SC - garlic in British Isles

marilyn traber mtraber at email.msn.com
Thu May 7 06:27:07 PDT 1998


As an English cook in England I can assure everyone that lots of garlic is
eaten in England (I've served the boiled garlic dish to an all English group
in February and twice last weekend to a mixed English/German/French/Italian
medieval event and every scrap was eaten on both occasions!)

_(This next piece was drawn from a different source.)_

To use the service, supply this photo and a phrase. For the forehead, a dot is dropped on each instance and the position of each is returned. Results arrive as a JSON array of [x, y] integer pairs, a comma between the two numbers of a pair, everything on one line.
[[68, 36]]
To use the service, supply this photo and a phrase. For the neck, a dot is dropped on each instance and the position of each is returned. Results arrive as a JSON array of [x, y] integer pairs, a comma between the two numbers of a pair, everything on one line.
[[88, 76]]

My understanding (and I haven't checked the sources) is that in medieval
times the English were famous for the amount of garlic they ate.  The story
I read (somewhere, but it's NMP so I didn't bother to track it down) is that
plenty was eaten until Victorian times.  Queen Victoria wasn't keen on it,
so Isabella Beaton left garlic out of her recipe book (I believe there was 1
recipe including garlic in the first edition).  This then became the bible
of middle-class England, so the use of garlic died out.  This fitted with
general tendancies of the period, to use fewer spices and have plainer
dishes (except for commercial sauces and the odd curry for people returning
from the Raj).

The return of garlic is strongly connected to recent immigration to the UK
from the Carribean, Indian sub-continent and other parts of the
Commonwealth, particularly the second group.  They set up restaurants,
fromthe 1970s onwards, and the UK now has one of the most varied cuisines,
certainly in Europe, probably in the world.  It is said that you name a
cuisine, and somewhere in England will be a restaurant selling it - maybe
not exactly as at home, tho!  In fashionable restaurants I believe one of
the popular current influences is Pacific Rim cookery.